The XRGi is designed to integrate with existing thermal and electrical systems and can be flexibly configured to meet the needs of different sites. Because the equipment has a moderate electrical production capacity (24 kW) and flexibility of integration, there is potential for this technology to be broadly applied to various applications at Department of Defense sites. Although mCHP equipment has been adopted more broadly in Europe, it continues to be an underutilized technology in the United States. In order to support greater adoption, this project will demonstrate and quantify the economic and environmental benefits of incorporating mCHP equipment into existing building systems.

mCHP equipment simultaneously produces electricity and hot water. The XRGi 25 can provide superior economics in comparison with traditional water heating equipment and grid purchased electricity. In addition to economic benefits, operation of the XRGi will result in decreased environmental impact and improved facility energy resilience. This equipment works alongside existing mechanical equipment to add redundancy and does not require disabling or removing existing water heating capacity.

The economic performance of any mCHP installation is primarily determined by run-time and relative energy pricing. Facilities with high year-round demand for hot water are ideal applications. In a standard configuration, the equipment modulates in response to hot water demand. During utility outages, electrical generation is prioritized, and excess heat is rejected to an exterior radiator as needed.

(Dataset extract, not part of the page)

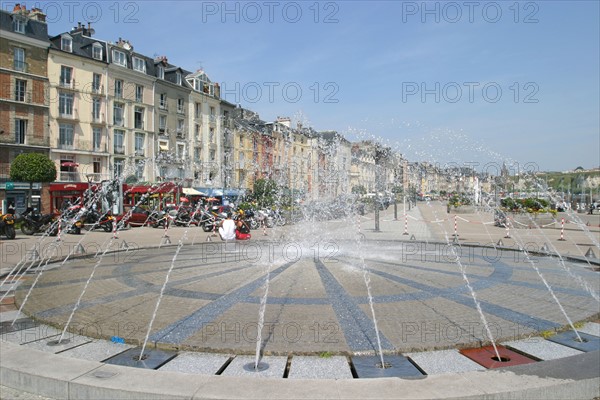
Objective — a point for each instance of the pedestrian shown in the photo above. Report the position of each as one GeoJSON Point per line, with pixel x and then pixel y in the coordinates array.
{"type": "Point", "coordinates": [227, 228]}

Based on economic modeling of the XRGi 25, one 24 kW unit operating at a 90% duty cycle will produce 378,432 kWh annually. Savings in electricity and gas otherwise consumed by a boiler are offset by an increase in natural gas use and maintenance expenses. Net annual energy costs savings are estimated at $26,290 based on recent Illinois rates of $.11/kWh and $0.42/Therm. kW demand charge savings are not included. Based on an installed cost of approximately $165,000 per unit, reduced by tax incentives this investment will provide a simple payback period of approximately eight years.